Thursday, January 12, 2006

Annoying Singers

I have no good answer to the following question, but I want to try and figure it out anyway... why is it that I can forgive an annoying singing voice for some bands (Decemberists, Green Day, Bright Eyes, Flaming Lips, LCD Soundsystem, Sigur Rós, even Art Brut) but not Crap Your Pants Say Yeah?  Why do I appear to have chosen Clap Your Hands as a battleground for this problem, about which I do feel strongly (people, please stop affecting your voices unless you're punk, OK) when I listen to so much other stuff that could provoke a similar response?

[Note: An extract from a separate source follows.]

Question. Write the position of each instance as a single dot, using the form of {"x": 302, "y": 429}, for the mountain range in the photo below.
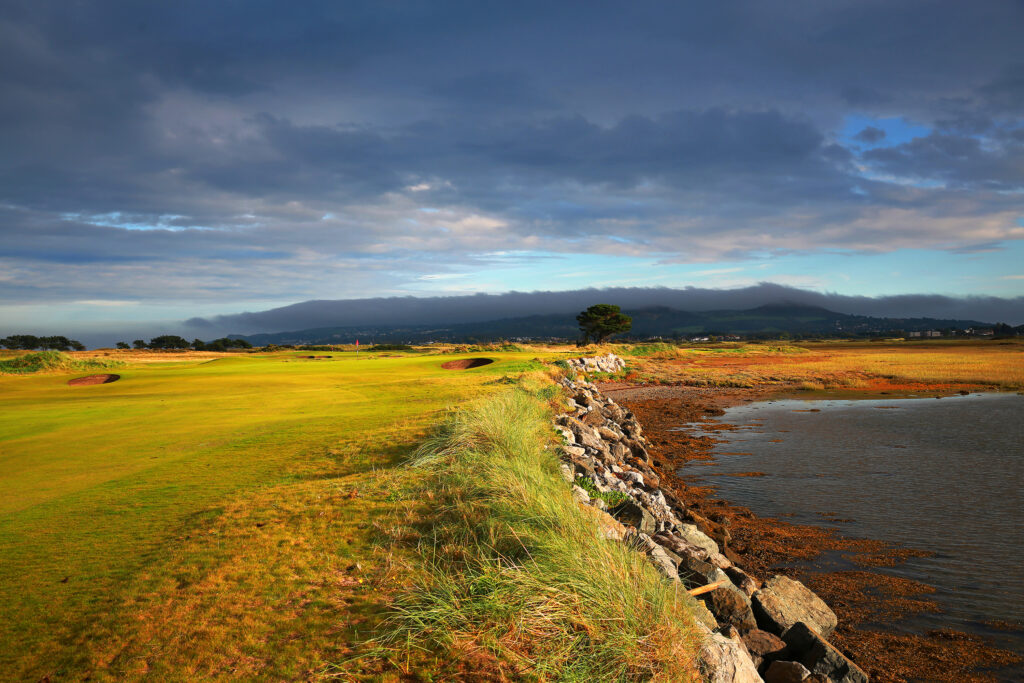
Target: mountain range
{"x": 771, "y": 319}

I've had oodles of time to come around on CYHSY and stop hating their guts, and it hasn't happened because their singer is so unforgivably terrible.  He sounds like garbage, contributes absolutely nothing to his band, and yet sings in a way that only a more talented singer should attempt.  You know how sometimes people will say someone like, say, Billie Holliday has a voice like an instrument, because of how impressively she can contort the tone of her voice around a song?  Imagine someone with no talent doing that, and you'll have Clap Your Hands Say Yeah.  Every time I hear that fucking idiot pretend like he's David Byrne, I want to break a guitar over his head and scream "I Zimbra" while I beat my chest.

I think what bothers me the most is that it just doesn't work for CYHSY.  David Byrne adopted his affected singing style for a reason... an audience will connect more with a singer who has an imperfect voice.  (Byrne is on the record saying this, though I can't remember where.)  The To draw attention to himself?  It sure isn't to make the band sound good.  Everyone else in the band is doing a decent job; he's the guy who's holding them back.

Now, here's what bothers me about the question.  As someone who knowingly takes a long time to come around on music, there's an implication that I will eventually like Crap Your Pants.  There's plenty of evidence to support that idea.  I, at one time, wanted to hunt down Rush singer Geddy Lee.  The intro to "Today's Tom Sawyer" was enough to send me flipping away from WAAF.  But I know now that Rush kicks ass, and admit being wrong.  The eventual  acceptance into my heart of Bright Eyes, Coldplay, Flaming Lips and others that I'd dismissed only goes to show that no matter how vitriolic my distaste for a particular band, there's always hope.

But not for Clap Your Hands Say Yeah.  They friggin suck.